March 11, 2009
Bossy never met net he wouldn't shoot at
By EARL MCRAE, SUN MEDIA
Pick a name, any name.
"He's breaking in on goal. He shoots. HE MISSES THE NET."
"He's right out in front. He shoots. HE MISSES THE NET."
"He winds up from the faceoff circle. He shoots. HE MISSES THE NET."
Today being the 23rd anniversary of his spectacular record that might never be broken, I phone the greatest pure scorer in NHL history at his office with the New York Islanders where he's executive director of their business club, and I ask him the question that drives fans nuts.
"Mike, why? Why is it that so many players in today's NHL can't hit the bloody net when they shoot the puck? It's an epidemic."
Hitting the net with the puck was never a problem for the legendary right winger Mike Bossy, Hall Of Famer, his Islanders jersey retired. On this day in 1986, he scored his 50th goal en route to 61 that season. Mike Bossy is the only player to score 50 goals or more in nine consecutive seasons. And he played just 10 seasons.
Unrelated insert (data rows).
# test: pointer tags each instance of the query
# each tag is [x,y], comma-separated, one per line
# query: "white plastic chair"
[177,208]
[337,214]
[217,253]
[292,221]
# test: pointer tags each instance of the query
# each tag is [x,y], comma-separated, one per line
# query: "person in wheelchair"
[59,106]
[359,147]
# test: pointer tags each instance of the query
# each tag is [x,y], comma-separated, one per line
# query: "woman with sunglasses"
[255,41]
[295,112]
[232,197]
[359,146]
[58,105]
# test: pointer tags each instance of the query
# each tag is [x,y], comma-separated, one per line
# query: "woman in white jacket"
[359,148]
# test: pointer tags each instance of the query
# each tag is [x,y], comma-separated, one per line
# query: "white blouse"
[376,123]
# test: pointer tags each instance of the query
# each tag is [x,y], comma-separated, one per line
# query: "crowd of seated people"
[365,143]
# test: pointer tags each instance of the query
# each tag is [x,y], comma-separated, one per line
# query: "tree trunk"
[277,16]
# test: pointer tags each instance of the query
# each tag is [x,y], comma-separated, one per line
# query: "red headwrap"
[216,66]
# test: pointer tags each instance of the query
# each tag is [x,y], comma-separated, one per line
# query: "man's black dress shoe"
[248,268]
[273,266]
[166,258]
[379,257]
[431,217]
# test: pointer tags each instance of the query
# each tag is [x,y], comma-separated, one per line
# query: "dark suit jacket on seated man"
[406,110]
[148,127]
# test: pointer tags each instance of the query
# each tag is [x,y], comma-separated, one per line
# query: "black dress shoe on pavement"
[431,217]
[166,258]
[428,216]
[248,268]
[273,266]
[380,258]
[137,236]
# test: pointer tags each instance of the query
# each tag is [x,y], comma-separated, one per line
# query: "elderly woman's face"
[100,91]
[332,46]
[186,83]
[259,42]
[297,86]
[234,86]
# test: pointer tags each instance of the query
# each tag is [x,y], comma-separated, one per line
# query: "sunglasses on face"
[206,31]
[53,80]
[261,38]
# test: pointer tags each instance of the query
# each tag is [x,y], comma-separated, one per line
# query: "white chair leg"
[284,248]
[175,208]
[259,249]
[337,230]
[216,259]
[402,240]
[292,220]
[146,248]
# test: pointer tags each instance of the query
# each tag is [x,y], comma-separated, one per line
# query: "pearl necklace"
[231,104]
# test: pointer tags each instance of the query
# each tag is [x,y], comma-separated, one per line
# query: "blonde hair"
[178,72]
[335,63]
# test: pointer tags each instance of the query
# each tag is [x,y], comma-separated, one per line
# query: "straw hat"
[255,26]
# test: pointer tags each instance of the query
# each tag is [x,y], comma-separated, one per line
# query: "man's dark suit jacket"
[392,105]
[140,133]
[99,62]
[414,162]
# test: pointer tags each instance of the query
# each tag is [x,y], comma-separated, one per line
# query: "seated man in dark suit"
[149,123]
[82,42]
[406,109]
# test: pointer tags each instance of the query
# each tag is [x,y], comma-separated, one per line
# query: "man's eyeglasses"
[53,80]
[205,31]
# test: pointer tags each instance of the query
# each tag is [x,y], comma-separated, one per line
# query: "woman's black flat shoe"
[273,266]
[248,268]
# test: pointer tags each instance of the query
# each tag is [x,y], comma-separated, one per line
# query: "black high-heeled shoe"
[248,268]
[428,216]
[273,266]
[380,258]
It was only in his last season -- 1986-87 -- when, plagued by injuries, he scored fewer than 50. But even then impressive: 38 goals in 63 games. Before that, from season one: 53, 69, 51, 68, 64, 60, 51, 58, 61. Previously, in his final four junior seasons with Laval National: 75, 79, 84, and 70 goals.
Wayne Gretzky sits all alone behind Bossy for consecutive 50-goal-plus seasons. Eight. Gretzky played 11 more seasons than Bossy. How many more 50-goals-or-more consecutive seasons might there have been for Mike Bossy had it not been for the injuries that brought about his retirement at age 30?
Had the gift
"I do know what you mean, I've seen it, too," says Bossy to my question, "and it's hard to know what the reason is."
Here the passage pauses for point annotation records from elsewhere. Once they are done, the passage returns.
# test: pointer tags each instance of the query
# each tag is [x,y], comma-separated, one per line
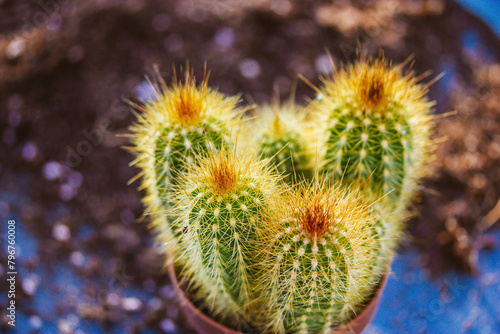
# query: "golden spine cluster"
[293,232]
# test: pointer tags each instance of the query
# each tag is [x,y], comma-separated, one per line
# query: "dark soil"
[78,64]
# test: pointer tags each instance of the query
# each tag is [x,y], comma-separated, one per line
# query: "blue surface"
[487,10]
[453,303]
[411,302]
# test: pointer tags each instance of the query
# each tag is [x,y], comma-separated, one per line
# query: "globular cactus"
[320,259]
[376,135]
[220,204]
[180,123]
[377,129]
[282,136]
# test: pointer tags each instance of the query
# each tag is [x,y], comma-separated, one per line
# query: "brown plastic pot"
[203,324]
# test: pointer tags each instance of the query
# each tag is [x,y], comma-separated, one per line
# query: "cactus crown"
[319,257]
[179,125]
[378,125]
[220,202]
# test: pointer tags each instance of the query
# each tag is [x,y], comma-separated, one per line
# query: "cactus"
[220,203]
[257,252]
[378,125]
[319,260]
[283,137]
[180,123]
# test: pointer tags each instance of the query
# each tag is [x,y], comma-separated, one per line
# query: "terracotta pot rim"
[208,325]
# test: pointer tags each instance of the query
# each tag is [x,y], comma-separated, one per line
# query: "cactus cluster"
[181,123]
[220,205]
[293,232]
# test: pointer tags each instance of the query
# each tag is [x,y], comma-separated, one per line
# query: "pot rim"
[196,316]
He does know one thing. You can't teach gift. Bossy had a scoring gift, yes, but his incredible ability to put the puck in the net and hit the net was more than gift, it was skill, and if more players had that skill through the benefit of concentrated teaching, they'd be at least hitting the net more, thus enhancing their chances of scoring.
As a child, Bossy had a rink in the backyard. But it wasn't the ice that was most important to him, it was the wood. A piece of plywood, two feet by two feet. "I'd spend hours every day firing the puck at it. From all angles and distances. Different releases. All body positions. With the combination of skill and intuitiveness, I got to where I always knew where the board was in relation to my body even if I wasn't looking at it."
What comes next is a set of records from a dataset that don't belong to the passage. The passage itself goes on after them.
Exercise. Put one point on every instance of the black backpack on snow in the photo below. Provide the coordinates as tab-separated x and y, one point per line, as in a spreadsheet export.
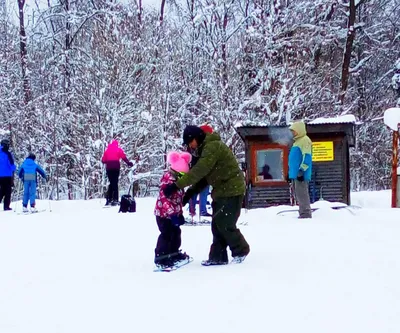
128	203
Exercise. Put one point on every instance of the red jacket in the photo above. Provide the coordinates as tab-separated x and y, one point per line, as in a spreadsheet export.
166	207
112	155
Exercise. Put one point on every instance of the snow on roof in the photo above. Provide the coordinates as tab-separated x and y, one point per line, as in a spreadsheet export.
391	118
346	119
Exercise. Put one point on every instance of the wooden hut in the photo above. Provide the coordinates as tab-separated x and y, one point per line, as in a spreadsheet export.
266	162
"When I played (in the NHL) the thing I hated most was missing the net. My mindset was always to hit the net, the puck either going in or a rebound.
"Instinctively, I also always knew where the net was and where and how to position myself. The rapidity of shooting, the element of surprise, was something I believed was very important.
"One thing I see today is players looking too much for the perfect shot. The front of the net is so loaded now that it's hard sometimes to find a spot to shoot at so -- if they do shoot -- they're trying to pick the corners, and wind up missing the net."
Called by Bridgman
Except, I tell him, I'm talking about players who've made the NHL, their eyes wide open, who miss the net by a country mile when there's no impediment whatsoever between them and the goalies.
"Right. Obviously, there's some shooting skill needed, too."
In the first year of the Senators, GM Mel "Melvo The Missing Marx Brother" Bridgman was stricken by a thought.
"He phoned me at 2:30 in the morning and said he wanted to talk about hiring me as the team's offensive coach," says Bossy. "Even now, teams have defensive coaches, but not offensive coaches."
Bossy said he'd be interested in talking.
Bridgman said he'd get back to him.
"He didn't call back. Experts say you can't teach someone to score goals, but you can teach how to concentrate better on positioning, shooting positions, and shot selection."
Nine 50-goal-plus seasons in a row.
"Absolutely I'm proud of it," he says when asked what it means to him. "Aside from our four Stanley Cup wins, it's right up there with it."